FIG. 3 is a diagram showing the relationship between the power capacity on the load side and the power capacity on the power supply side in this embodiment.

FIG. 4 is a graph showing a comparison between a change in capacitance due to conventional multi-stage switching and a change in capacitance according to the present embodiment.

FIG. 5 is a graph showing a state in which harmonics are improved in a voltage waveform by the PWM control according to the present embodiment as compared with a voltage waveform by the conventional thyristor control.

FIG. 6 is a graph showing a comparison between input and output waveforms in the case of conventional thyristor control and input and output waveforms of the PWM control of the present embodiment.

FIG. 7 is a block diagram showing an example in which the variable load device 10 shown in FIG. 1 is used for reverse tide prevention as another embodiment of the present invention.

FIG. 8 is a simplified block diagram showing a state in which a generator is tested using a simulated load device.

FIG. 9 is a block diagram showing a configuration in which the load capacity is made variable using phase control by a thyristor in the simulated load device.

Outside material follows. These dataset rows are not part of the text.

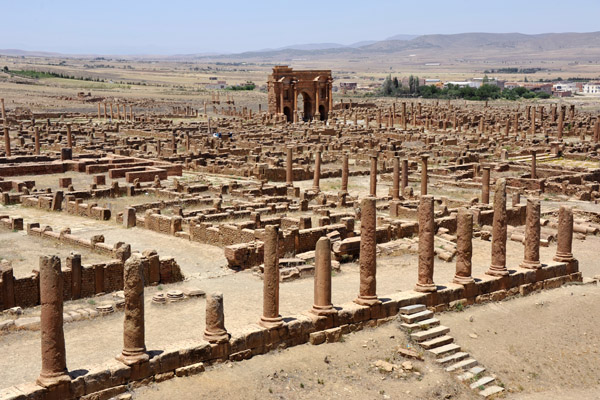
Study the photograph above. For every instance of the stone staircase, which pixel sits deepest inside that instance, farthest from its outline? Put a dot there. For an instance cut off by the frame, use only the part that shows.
(425, 330)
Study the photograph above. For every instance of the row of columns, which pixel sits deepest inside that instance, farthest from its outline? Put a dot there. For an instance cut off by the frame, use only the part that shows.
(54, 368)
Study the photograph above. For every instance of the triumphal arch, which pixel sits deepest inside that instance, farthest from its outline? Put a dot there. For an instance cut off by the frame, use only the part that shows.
(300, 94)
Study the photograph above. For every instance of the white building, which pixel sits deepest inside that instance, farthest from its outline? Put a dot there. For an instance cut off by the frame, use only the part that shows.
(591, 88)
(565, 87)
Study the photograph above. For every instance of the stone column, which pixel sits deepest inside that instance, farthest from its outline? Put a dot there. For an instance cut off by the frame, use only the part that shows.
(404, 175)
(271, 317)
(464, 247)
(426, 238)
(7, 142)
(485, 186)
(396, 180)
(322, 303)
(561, 122)
(215, 331)
(289, 170)
(423, 175)
(532, 235)
(499, 231)
(134, 346)
(37, 140)
(533, 165)
(317, 174)
(54, 358)
(564, 252)
(368, 247)
(345, 170)
(74, 264)
(69, 136)
(373, 177)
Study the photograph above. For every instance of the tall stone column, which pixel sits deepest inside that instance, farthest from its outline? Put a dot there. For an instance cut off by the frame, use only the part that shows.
(54, 358)
(317, 174)
(499, 231)
(464, 247)
(289, 168)
(423, 175)
(426, 238)
(533, 164)
(373, 177)
(271, 317)
(345, 171)
(485, 185)
(564, 252)
(368, 247)
(7, 142)
(134, 345)
(396, 180)
(322, 303)
(532, 235)
(215, 331)
(69, 136)
(404, 183)
(561, 122)
(37, 140)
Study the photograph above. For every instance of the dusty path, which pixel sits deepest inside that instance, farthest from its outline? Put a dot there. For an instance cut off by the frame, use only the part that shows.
(553, 361)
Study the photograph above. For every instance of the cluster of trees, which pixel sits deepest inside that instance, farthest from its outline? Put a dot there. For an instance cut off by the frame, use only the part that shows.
(483, 92)
(512, 71)
(28, 73)
(247, 86)
(393, 88)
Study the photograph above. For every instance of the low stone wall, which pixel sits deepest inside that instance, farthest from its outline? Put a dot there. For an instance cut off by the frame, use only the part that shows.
(82, 281)
(111, 378)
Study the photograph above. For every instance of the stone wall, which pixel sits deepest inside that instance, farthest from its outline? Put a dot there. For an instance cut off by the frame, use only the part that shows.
(111, 378)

FIG. 10 is a waveform diagram showing a state in which the load capacity is changed by phase control in the simulated load device of FIG. 9;

[Explanation of symbols]

 DESCRIPTION OF SYMBOLS 10 Variable load apparatus 11 Control part 12 Generator 13 Load part 14 AC power regulator 17 Operation part 18 External input signal terminal 20 PWM control circuit 21-26 IGBT 30 Commercial power system 31 Private power generation equipment

 ──────────────────────────────────────────────────続 き Continued on the front page (72) Inventor Yuji Nakai 4-1-2, Hirano-cho, Chuo-ku, Osaka-shi, Osaka Inside Osaka Gas Co., Ltd. (72) Kozo Yamamuro 4-chome, Hirano-cho, Chuo-ku, Osaka, Osaka No. 1-2 Inside Osaka Gas Co., Ltd. (72) Inventor Hiroyuki Omi 6-3-2 Ebie, Fukushima-ku, Osaka City, Osaka Prefecture Inside Thermoelectric Industry Co., Ltd. (72) Inventor Seiji Tanaka 2-chome Wakabadai, Nara City, Nara Prefecture No. 18 (72) Inventor Hironori Nagamatsu 21-9 Shimojima-cho, Kadoma-shi, Osaka F-term (reference) 5H410 BB05 CC03 DD02 DD03 DD07 EA10 EA35 EB09 EB40 FF03 FF05 FF24 GG00

Claims (3)

[Claims] And a switching element provided between the AC power supply and the resistor and capable of switching power supplied from the AC power supply to the resistor, and a switching element provided from the AC power supply. Power measuring means for measuring the power supplied to the resistor via the capacitor, capacity setting means for setting the load capacity, and the power supplied to the resistor from the AC power supply measured by the power measuring means, Control means for performing PWM control on the switching element so as to match the capacity set in the setting means. 2. A resistor provided as a load of an AC power supply, a switching element provided between the AC power supply and the resistor, capable of switching power supplied from the AC power supply to the resistor, and a switching element provided from the AC power supply. Power measuring means for measuring the power supplied to the resistor via the capacitor, capacity setting means for setting the load capacity, and the power supplied to the resistor from the AC power supply measured by the power measuring means, A variable load device comprising: a variable load device including PWM control of a switching element so as to match a capacity set in a setting device, as a simulated load for testing a power supply device. How to use 3. A resistor provided as a load of an AC power supply, a switching element provided between the AC power supply and the resistor, capable of switching power supplied from the AC power supply to the resistor, and a switching element provided from the AC power supply. Power measuring means for measuring the power supplied to the resistor via the capacitor, capacity setting means for setting the load capacity, and the power supplied to the resistor from the AC power supply measured by the power measuring means, A variable load device including control means for performing PWM control of the switching element so as to match the capacity set in the setting means is used for reverse tide prevention when using both a commercial power system and a private power generation facility. The use of the variable load device characterized by the above-mentioned.